As it turned out, the price was a little too high. $150 for a square foot or so. Add that to the fact that my Manhattan apartment is not adorned with a garden, let alone a yard, and they'd lost themselves a sale. However, I just realized how cool it be to have bought a strip and planted it in Central Park. Or, better yet, wait until they're building the new Dunbar Dome, sneak in one night and christen it with a piece of Fenway sod.

But I didn't think of those ideas in time, so I didn't purchase the grass. But, I, and I guess I'm in the vast minority, was very appreciative of the sod sale. They were taking it out anyway, and Larry said, Hey, let's see if our fans would like to buy this stuff. And I give him credit for that. It would be one thing if they replaced the infield every year, selling the old at a steadily higher price year after year. But it was a one-time thing, people like memorabilia, and, as ticket sales have shown, have lots of money and enjoy spending it.

And the money went right back into the team. If you have proof otherwise, show me. I never heard anyone make fun of the Souvenir Store for selling Doug Mirabelli's cracked bats for $200. (Yeah, I thought about buying those, too.) And it goes right down to T-shirts and the Red Sox Nation Card. It's all the same. It's all stuff you can buy because you like the team. I'm surprised no one made fun of Larry for allowing shirts with player's names and numbers to be sold: Oh my god! Does he think we think we'll be asked to play if we have this shirt on? That Lucchino is Satan!

This front office, the one that gave us a championship, gets criticized as much as the players do. That's everyone's right, and I'll always be glad to be a fan of a team where it means that much to everyone. But I honestly think they've done a great job. I'm so glad Theo's back. Not just because I freakin' love Theo, but because it should get a lot of people off the backs of Lucchino, Henry, and the third guy.

And, of course, I just wish those who are pessimistic could all at least pretend to be optimistic, if only to give Dunbar fans reason to be afraid. They should be still crying in their soup over '04 and their decidedly not-better-than-us '05, but we're giving them reason to gloat about off-field crap. That's another reason Theo coming back is a great thing: For any Dunbar fans who acted like we're gonna finish last solely because Theo left.

That's just my opinion. One person's Ace Frehley is another person's Peter Criss, as Dennis Miller once said, before he turned into a right-wing boob.

Comments:
How do you go from being the hippest cat around to being a right-wing boob?
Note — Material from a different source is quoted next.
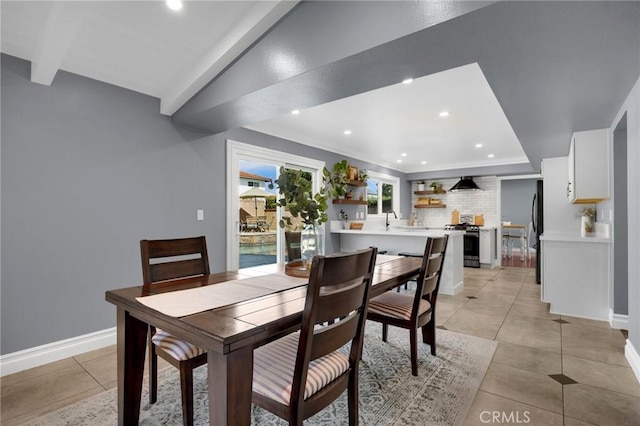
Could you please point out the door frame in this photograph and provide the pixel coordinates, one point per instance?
(239, 150)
Dennis Miller broke my heart.

Anyhoo...I thought I was the only one who appreciated the Sox's (and I guess more specifically LL's) marketing techniques as of late.

I often say, "These guys aren't stupid. They KNOW their target audience very well". To which people complain to me that they're raping the fans. I definitely don't see it that way. IF you don't want a piece of sod, no one is making you by the damn thing. I wish I had the sod.
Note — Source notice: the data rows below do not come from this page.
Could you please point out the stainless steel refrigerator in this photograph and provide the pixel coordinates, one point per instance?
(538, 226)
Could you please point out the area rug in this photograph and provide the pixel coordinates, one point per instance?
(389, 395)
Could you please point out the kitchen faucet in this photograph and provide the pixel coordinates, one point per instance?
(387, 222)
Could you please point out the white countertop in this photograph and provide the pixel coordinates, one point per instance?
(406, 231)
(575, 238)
Of course, this comes from someone who just bought TWO different items off of ebay (a baseball AND a photo of "the slap") just because Bronson Arroyo signed them "Nice Try, ARod!".
 
I own a piece of the old Green Monster from back in 1976 when the Sox resurfaced the Wall; they chopped up the old plating into small pieces and mounted it on plaques; I think they sold the pieces for $10 each and gave the proceeds to the Jimmy Fund. I keep it today on a bookshelf with some various other Sox memorabilia, including a Dwight Evans paycheck from '78 that I got on eBay. I was big into Sox stuff on eBay about 5 years ago, the craziest thing that I bought was Don Buddin's game-worn uniform shirt from 1956. The cool thing is that he wore #24 before Dewey and Manny.
 
If they're still selling the turf, a square foot is a big piece of sod. Get 9 people, include yourself, which makes 10 at $15 a pop, and then carefully cut it up. Each recipient can plant it and it will multiply. Count me in, although the distribution part of my idea might kill some of the pieces. Oh well, I'd rather have a 2006 World Series Fenway ticket stub.